Conventional wisdom has it that music albums are going out of fashion.
Conventional wisdom is wrong when it comes to Taylor Swift, however, who not only has the fastest-selling album in the United States in a dozen years, but has also sold more physical than digital copies of her new album, 1989, according to numbers from Nielsen SoundScan.
1989 opened at the top of the Billboard 200 chart on Wednesday, with sales of 1.287 million copies. More than half of the copies sold - 647,000 - were physical albums. The other 640,000 copies were downloaded.
So why is the 24-year-old pop star such a phenomenon?
1. She is a shrewd businesswoman.
She gives her fans reasons to go to a store and get her CD. In an exclusive partnership with her, Target stores are selling a bonus version of 1989 that includes three extra songs, three songwriting voice memos from her mobile phone and an envelope of Polaroids of her album photo shoot. In an interview with National Public Radio, she says she is creating "an experience that's different than downloading the music itself".
More aggressively, she has pulled her whole catalogue from Spotify to make a statement about music streaming services. In an interview with Yahoo! Music, she says she does not agree with "perpetuating the perception that music has no value and should be free".

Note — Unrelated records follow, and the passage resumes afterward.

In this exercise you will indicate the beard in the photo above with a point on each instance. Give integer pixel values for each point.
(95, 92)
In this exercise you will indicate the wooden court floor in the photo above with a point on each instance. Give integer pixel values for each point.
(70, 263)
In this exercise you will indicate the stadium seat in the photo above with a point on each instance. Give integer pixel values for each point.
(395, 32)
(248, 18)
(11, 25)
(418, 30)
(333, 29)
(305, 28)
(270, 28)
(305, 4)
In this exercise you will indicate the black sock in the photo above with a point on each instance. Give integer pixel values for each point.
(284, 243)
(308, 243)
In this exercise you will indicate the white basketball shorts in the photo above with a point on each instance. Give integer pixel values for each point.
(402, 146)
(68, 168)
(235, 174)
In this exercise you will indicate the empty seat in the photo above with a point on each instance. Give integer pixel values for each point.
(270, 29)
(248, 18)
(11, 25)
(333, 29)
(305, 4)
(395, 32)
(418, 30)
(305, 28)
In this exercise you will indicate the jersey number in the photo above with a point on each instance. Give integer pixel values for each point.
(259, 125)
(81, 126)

2. She knows that intimacy sells, perhaps better than sex.
She works hard to connect with her fans on social media. Charmingly, she confesses to cyberstalking fans and retweets photos of them posing with her album with the hashtag #taylurking, for example.
Vulture website writes: "She treats her fans like friends, speaks their language, plays their games - all while encouraging their documentation of her album purchase. It is social media marketing extended to the hyper teenage BFF extreme. And it's totally working."
In another interview with Vulture, she says her rapport with her fans has a "friendship element". She even calls her connection with them "a big-sister relationship".
3. She's actually a songwriter par excellence.
She might not be a gifted singer like Adele or Beyonce, but she sure has a talent for melody. Reviewing 1989, The New York Times notes how she shows off her songwriting in three phone recordings of her songs at the embryonic stage.
"I Wish You Would shows her singing without any vocal manipulation, and though the lyrics to I Know Places and Blank Space changed a bunch from this stage to the final version, it's clear that the melodies were intact, and sturdy, from the beginning," the Times writes.
Rolling Stone has called Swift a "songwriting savant with an intuitive gift for verse-chorus-bridge architecture", in the mould of Max Martin, the Swedish pop scientist who has worked with the likes of Britney Spears. When she is done with stardom, Swift "could retire to Sweden and make a fine living churning out hits for Kelly Clarkson and Katy Perry".